To przełom w polskiej, a być może także i w światowej medycynie. Prawdopodobnie dzięki nowatorskiej operacji przeprowadzonej we wrocławskim szpitalu sparaliżowany pacjent odzyskał władzę w nogach. Teraz z pomocą chodzika może samodzielnie wykonać kilka kroków.
Polscy lekarze otrzymali wsparcie ze strony specjalistów z Londynu i dwóch brytyjskich fundacji.
Kilka lat wcześniej mężczyzna został brutalnie zaatakowany. Doznał poważnych obrażeń - miał uszkodzony rdzeń kręgowy. To sprawiło, że stracił czucie w nogach i nie mógł nimi poruszać.
Co ciekawe, do regeneracji przerwanego rdzenia lekarze wykorzystali tzw. glejowe komórki węchowe, które pomagają odzyskać zmysł powonienia po przeziębieniu.
Zespół pod nadzorem doktora Pawła Tabakowa z Kliniki Neurochirurgii Uniwersytetu Medycznego im. Piastów Śląskich we Wrocławiu pobrał z mózgu pacjenta tzw. opuszkę węchową. Następnie lekarze rozmnożyli odpowiednie komórki, które po dwóch tygodniach wszczepili z fragmentem nerwu z nogi pacjenta w miejsce uszkodzonego rdzenia.

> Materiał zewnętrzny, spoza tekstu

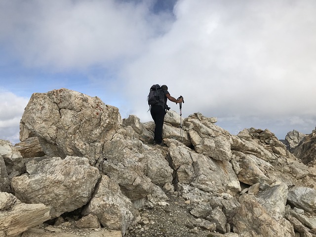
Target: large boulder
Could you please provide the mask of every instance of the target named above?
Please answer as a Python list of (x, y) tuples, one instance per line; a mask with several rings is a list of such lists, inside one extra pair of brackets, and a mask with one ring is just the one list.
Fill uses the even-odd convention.
[(24, 173), (25, 164), (23, 158), (9, 141), (0, 140), (0, 155), (3, 159), (9, 179)]
[(94, 164), (103, 158), (105, 142), (121, 123), (117, 108), (63, 88), (32, 95), (21, 120), (20, 137), (35, 134), (48, 156), (84, 157)]
[(306, 134), (293, 130), (288, 132), (285, 136), (284, 144), (288, 150), (291, 150), (296, 147), (306, 136)]
[(232, 154), (229, 133), (215, 125), (209, 118), (198, 115), (185, 120), (195, 150), (215, 159), (230, 160)]
[(206, 192), (239, 192), (240, 187), (231, 163), (196, 153), (174, 139), (164, 139), (169, 150), (169, 162), (177, 181)]
[(83, 213), (97, 216), (103, 226), (119, 230), (123, 235), (139, 216), (130, 200), (122, 194), (118, 185), (106, 175), (102, 176)]
[(293, 226), (283, 218), (275, 218), (253, 196), (244, 195), (233, 218), (234, 232), (240, 236), (295, 236)]
[(0, 236), (18, 236), (49, 220), (50, 208), (42, 203), (25, 204), (7, 193), (0, 193)]
[(162, 186), (172, 180), (172, 170), (161, 152), (144, 145), (130, 127), (119, 129), (106, 143), (104, 151), (106, 157), (100, 170), (116, 180), (123, 193), (132, 200), (150, 194), (153, 182)]
[(44, 203), (50, 215), (82, 207), (91, 198), (100, 178), (99, 171), (84, 158), (53, 158), (27, 164), (27, 174), (12, 179), (15, 196), (26, 203)]

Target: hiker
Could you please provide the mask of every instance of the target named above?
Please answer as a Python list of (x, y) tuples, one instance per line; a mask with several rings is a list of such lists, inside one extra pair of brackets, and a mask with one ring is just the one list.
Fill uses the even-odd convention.
[(166, 85), (162, 85), (160, 88), (163, 91), (163, 106), (156, 104), (151, 106), (150, 113), (152, 117), (155, 121), (155, 136), (154, 137), (154, 144), (159, 144), (163, 146), (162, 142), (162, 126), (163, 126), (163, 119), (164, 115), (166, 114), (166, 110), (169, 110), (169, 108), (167, 105), (167, 99), (174, 103), (182, 103), (183, 99), (180, 98), (176, 99), (170, 95), (168, 91), (168, 87)]

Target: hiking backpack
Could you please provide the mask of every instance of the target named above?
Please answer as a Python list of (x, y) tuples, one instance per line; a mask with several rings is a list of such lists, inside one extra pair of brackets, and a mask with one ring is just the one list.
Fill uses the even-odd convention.
[(160, 86), (158, 84), (153, 85), (150, 87), (149, 94), (147, 97), (150, 109), (150, 107), (154, 105), (161, 105), (162, 107), (162, 109), (165, 109), (164, 97), (163, 90), (160, 88)]

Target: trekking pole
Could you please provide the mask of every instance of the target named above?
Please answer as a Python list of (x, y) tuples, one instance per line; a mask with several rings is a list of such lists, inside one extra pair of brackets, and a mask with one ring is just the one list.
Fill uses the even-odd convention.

Po kilku miesiącach efekty nowatorskiej operacji przyniosły efekty. Mężczyzna przy pomocy chodzika może samodzielnie się poruszać. Na razie pacjent jest w stanie postawić kilka kroków, jednak lekarze mają nadzieję, że w przyszłości będzie mógł z odpowiednim sprzętem samodzielnie poruszać się po mieszkaniu i jeździć do pracy.
Czy to przełom w polskiej medycynie? Sceptycy mają wątpliwości i uważają, że jedna operacja nie może udowodnić skuteczności zabiegu. Jednak entuzjaści zauważają, że ta metoda może być ogromną szansą dla innych sparaliżowanych pacjentów.